12-latek szantażował grożąc wybuchem bomby
Data publikacji 13.10.2006
Wczoraj przed południem w stan gotowości postawił krakowskich policjantów telefon od jednego z mieszkańców Krakowa. Mężczyzna powiedział, że właśnie przed chwilą odebrał telefon od nieznanej osoby, która stwierdziła, że w jego mieszkaniu jest bomba. Szantażysta dodał, że jeśli nie pozostawi pod drzwiami mieszkania 10 tysięcy złotych bomba wybuchnie.
W tym samym czasie trwały już czynności zmierzające do ustalenia szantażysty. Policjanci ustalili numer i właścicela telefonu (komórkowego), z którego dzwoniono. Numer był zarejestrowany na jedną z firm w Rzeszowie.

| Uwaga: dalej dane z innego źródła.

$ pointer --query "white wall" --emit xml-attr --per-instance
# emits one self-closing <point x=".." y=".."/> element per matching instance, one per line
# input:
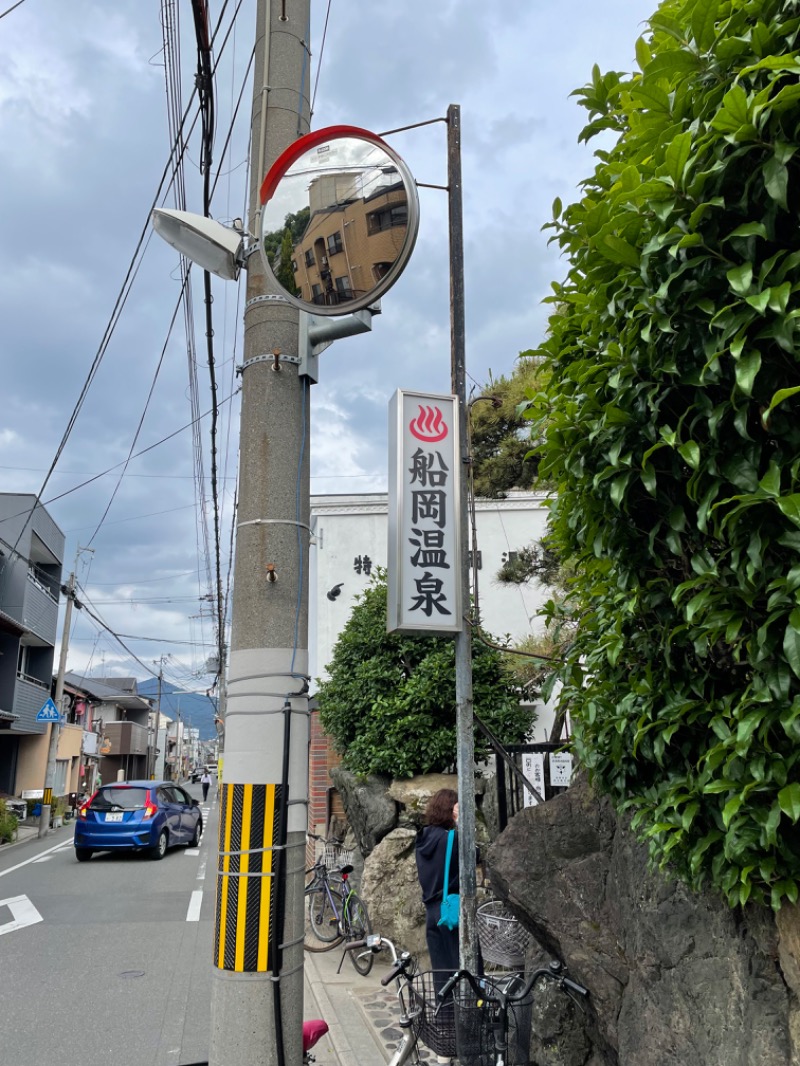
<point x="348" y="527"/>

Do akcji wkroczyli policjanci z Podkarpacia – po dotarciu do firmy okazało się, że telefonem dysponował 12 letni syn właściciela. Chłopak w trakcie rozmowy potwierdził, że wraz z kolegą z klasy wpadł na pomysł takiego "żartu". Ustalane jest czy nieletni wykonali więcej takich "telefonów" i jakie były tego konsekwencje. Sprawa obu chłopców trafi do sądu rodzinnego.